Mais l’ulcération a beau être générale et Sputnik News – avec sa mauvaise foi habituelle au service de Moscou – parler de «surenchère macabre» qui se serait «emparée de la presse française», «en attendant, la vie dans ce qui fut un jour le «verger de Damas» paraît suspendue, écrit Libération. «Nous attendons notre tour de mourir. C’est la seule chose que je puisse dire», a raconté à l’agence Reuters Bilal Abu Salah, un habitant de Douma, la plus grande ville de la Ghouta orientale.

Ce jeudi matin, France Télévisions relate que, selon Amnesty International, «les enfants sont en train de mourir de faim». La situation est jugée «catastrophique» et «ce n’est pas normal que dans la Ghouta orientale un morceau de pain coûte 85 fois plus qu’à Damas à quelques kilomètres», au point qu’on ait «des cas de malnutrition grave». Un médecin franco-syrien évoque pour sa part un «chaos total». «Les blessés s’entassent dans les couloirs des hôpitaux, les morts aussi. L’odeur de la mort est partout», dit-il.

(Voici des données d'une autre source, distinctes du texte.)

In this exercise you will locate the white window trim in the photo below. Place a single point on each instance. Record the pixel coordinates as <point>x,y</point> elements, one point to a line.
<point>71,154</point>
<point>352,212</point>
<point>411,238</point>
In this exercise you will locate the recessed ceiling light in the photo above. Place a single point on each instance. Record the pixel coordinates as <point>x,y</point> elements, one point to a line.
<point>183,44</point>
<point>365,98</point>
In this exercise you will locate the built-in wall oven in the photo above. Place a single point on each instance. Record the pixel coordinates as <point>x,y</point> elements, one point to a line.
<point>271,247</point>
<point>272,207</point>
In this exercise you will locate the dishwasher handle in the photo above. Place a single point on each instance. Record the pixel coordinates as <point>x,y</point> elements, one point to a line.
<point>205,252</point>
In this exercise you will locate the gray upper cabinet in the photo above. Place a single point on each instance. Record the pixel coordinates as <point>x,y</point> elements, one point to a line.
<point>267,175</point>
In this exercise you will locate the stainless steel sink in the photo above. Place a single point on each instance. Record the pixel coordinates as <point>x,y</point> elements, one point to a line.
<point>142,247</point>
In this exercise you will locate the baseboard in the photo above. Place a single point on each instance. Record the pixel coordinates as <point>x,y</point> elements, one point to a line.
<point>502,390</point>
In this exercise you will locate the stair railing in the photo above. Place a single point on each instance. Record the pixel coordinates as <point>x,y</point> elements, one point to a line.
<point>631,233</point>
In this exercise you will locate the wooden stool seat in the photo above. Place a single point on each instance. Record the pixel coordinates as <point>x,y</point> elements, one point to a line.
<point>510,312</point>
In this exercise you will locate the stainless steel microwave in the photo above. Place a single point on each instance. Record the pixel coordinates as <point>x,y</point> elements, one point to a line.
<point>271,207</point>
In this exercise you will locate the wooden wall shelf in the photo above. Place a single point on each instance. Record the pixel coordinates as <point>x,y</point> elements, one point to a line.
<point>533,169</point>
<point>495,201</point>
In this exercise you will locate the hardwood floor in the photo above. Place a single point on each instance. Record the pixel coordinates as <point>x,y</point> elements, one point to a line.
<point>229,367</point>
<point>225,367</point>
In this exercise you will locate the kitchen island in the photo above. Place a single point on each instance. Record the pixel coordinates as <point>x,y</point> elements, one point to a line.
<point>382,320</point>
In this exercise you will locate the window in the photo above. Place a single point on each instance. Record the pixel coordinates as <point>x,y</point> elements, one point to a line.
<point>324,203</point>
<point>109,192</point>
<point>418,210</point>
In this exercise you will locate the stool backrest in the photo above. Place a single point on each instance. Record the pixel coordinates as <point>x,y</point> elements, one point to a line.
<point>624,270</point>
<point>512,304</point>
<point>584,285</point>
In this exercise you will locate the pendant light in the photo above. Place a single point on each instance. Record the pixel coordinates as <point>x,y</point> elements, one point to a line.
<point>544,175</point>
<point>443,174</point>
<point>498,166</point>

Depuis la France, il raconte que ses «collègues sont obligés de faire des choix extrêmement difficiles devant les blessés qui arrivent. Quand une blessure est importante, ils sont obligés de laisser cette personne mourir parce qu’ils n’ont pas les moyens de la sauver. Peut-être pour sauver une autre personne…» Les rares secours travaillent avec des moyens très précaires. «Il n’y a pas d’électricité», seulement «des groupes électrogènes» qui fonctionnent au fioul. Et surtout, «il n’y a pas de médicaments». Très peu d’eau. Pratiquement aucun lieu sécurisé. «Une région où rescapés et blessés errent comme des zombies dans la poussière et les gravats.»

Un pays «plus que jamais en guerre»

Hélas, à contempler ces scènes d’apocalypse, Alain Frachon, éditorialiste au Monde, évoque ces temps passés où «après la guerre, vient la paix, en général. Quelquefois, il y a aussi la réconciliation.» Mais à cette aune, déplore-t-il, «la Syrie est plus que jamais en guerre. La survie du régime de Bachar el-Assad, sous perfusion russo-iranienne, est peut-être assurée. Mais, chaque jour, des Syriens sont tués par dizaines, blessés par centaines et des milliers d’entre eux sont jetés sur les routes du pays.» Et le pire, c’est qu’«aux feux toujours incandescents du conflit principal – celui qui oppose Damas aux restes d’une insurrection dominée par les islamistes – s’ajoutent deux autres foyers: la bataille turco-kurde et l’affrontement irano-israélien. Ce qui fait trois fronts de guerre pour la Syrie, réceptacle, en l’espèce, des infinies complexités de la région.»